Along the way I’ve met a lot of great people. Volunteers, business owners, pastors, students, athletes, teachers, coaches, co-workers, first responders, veterans, soldiers and yes, even some politicians.

And I learned that the same adrenalin rush from covering “breaking news” that I experienced right out of college is still just as exciting nearly 30 years later.

With as much as I’ve written about the population increase and traffic problems, at least for a few short minutes my departure means there will be one less vehicle clogging up local roads. At least until I pass three or four moving vans headed this way as I get on northbound I-95.

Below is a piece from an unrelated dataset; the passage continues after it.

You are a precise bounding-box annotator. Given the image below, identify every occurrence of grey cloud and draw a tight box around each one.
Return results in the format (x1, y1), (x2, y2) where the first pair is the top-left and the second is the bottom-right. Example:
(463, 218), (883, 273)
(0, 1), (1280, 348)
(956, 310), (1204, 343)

The hub-bub over growth here can be humorous, unintentional and ironic all at once. We often get comments on our Facebook page that go something like this: “I’ve lived here for (usually less than five years) and the growth is out of control! We need a moratorium on new construction.”

It’s like people who move into phase I of “Walden Woods” subdivision after all the trees are cleared out and then complain about trees being cut down for phase II.

Bryan County will always hold a special place in my heart and I definitely plan on visiting again someday. My hope is that my boss, Jeff Whitten (one of the best I’ve ever had), will let me continue to be part of the Pembroke Mafia Football League from afar. If the Corleone family could expand to Vegas, there’s no reason the PMFL can’t expand to Michigan.

But the main reason I want to return someday is about that traffic issue. After all, I’ll need to see it with my own eyes before I’ll believe that Highway 144 actually got widened.